Midnight Pub

I am confuse about a thing I read recently


Last night, I finish reading the book "Hell Yeah or Not" write by Derek Sivers, and one chapter[1] made me confuse. It said that we should not reject a work because the person who create this work could be a "bad" person (and I said that euphemistically) or just because we don't like this person.

I am OK that I should not ignore work from people I don't like only because of it, but it is more difficult in some time in case for work from "bad" people.

Besides, if I understand correctly and follow this advice, I should separate the "artist" (at large) and the person extremely, but I think some works is the reflection of the person who created it.

I have an example. Where I live, there has a popular polemicist with political ideas I am not in step with, and never I could appreciate his works because his works is tinted by his political ideas.

The other problem is seen here that if I like a work, I could like the other work from the same author. If I ignore the author, I could miss some other of his works that I could appreciate too.

I am a bit confuse.

[1] The mirror: It’s about you, not them.


It's art, so it's subjective. If the person who made something you like is shitty to the point that it starts effecting how you view that art that you like, that's valid. Don't let this book convince you that you *have* to disentangle the artist from the art. Death of the author is a real thing, and works can be interpreted as independent entities, but that's not the only way to look at something.
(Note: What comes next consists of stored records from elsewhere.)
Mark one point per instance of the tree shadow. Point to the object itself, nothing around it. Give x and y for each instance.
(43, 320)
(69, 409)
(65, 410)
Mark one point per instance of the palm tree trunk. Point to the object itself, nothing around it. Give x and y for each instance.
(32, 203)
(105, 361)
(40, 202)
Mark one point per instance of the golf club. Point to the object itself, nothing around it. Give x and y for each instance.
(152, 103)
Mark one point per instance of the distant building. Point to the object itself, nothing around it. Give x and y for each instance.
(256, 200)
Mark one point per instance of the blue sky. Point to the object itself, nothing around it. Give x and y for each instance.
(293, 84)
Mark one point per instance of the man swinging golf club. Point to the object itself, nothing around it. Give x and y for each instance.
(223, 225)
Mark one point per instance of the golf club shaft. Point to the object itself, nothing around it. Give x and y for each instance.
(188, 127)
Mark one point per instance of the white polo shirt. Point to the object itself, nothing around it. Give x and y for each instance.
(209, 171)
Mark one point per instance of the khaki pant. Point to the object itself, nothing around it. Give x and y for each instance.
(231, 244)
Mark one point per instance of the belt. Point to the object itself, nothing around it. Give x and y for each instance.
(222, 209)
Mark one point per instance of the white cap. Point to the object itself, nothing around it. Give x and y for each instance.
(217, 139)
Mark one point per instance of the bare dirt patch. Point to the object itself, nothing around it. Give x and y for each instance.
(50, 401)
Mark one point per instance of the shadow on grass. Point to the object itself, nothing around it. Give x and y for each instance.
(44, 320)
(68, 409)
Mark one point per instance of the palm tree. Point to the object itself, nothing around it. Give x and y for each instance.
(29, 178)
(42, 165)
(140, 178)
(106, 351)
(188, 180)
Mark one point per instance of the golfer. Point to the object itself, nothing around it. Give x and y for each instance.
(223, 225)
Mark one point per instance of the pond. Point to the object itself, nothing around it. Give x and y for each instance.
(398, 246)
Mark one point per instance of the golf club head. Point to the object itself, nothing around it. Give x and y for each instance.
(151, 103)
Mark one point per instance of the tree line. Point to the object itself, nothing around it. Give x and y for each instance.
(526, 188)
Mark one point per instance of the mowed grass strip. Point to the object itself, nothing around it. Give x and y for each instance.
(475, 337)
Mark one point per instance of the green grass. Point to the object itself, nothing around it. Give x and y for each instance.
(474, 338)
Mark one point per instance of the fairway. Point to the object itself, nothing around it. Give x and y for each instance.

The example I always refer back to is Heidegger, a widely read and admired philosopher who also happened to be a literal Nazi. People often are able to disentangle his (oft times very visionary) work from his fascist tendencies, but there are some thousands and currents within his oeuvre that jibe really well with fascism and that makes me super uncomfortable, and colors the rest of his work for me to the point where I actively avoid it. Is that "stupid"? Maybe, and I'm not about to say that everything Heidegger wrote was "wrong" just because he was a Nazi, but that sure as hell doesn't mean I have to *like* it, either.



Shitty people often have parts of their personhood which are genuine and capable of being appreciated by everyone. Of course, a shitty person who is an artist isn't going to generally limit their art to reflecting these pieces of their soul. It happens somewhat frequently, though, that the core of a work is decent, even if the shitty author's shittiness are present somewhere in the periphery. However, a piece of art should be judged on its own merits and not necessarily with the author.



I agree, and also the standards for shittiness today are set quite low. There have been (and still are) truly shitty people, even monsters, but the most common case is simply that of a flawed human being. Which we all are.



Black-and-white thinking is in vogue right now. Obviously extremes exist, and there have been people who were completely irredeemable, but the vast majority of persons, opinions, and even actions lie in the vast sea of grey between those two extremes.

Like, if I went to someone's house, and they seemed to be big fans of Hitler's paintings, it would be a definite red flag. But if there's a painting on the wall by an artist who made a socially insensitive statement in 1972 or something like that, I'm not going to really care.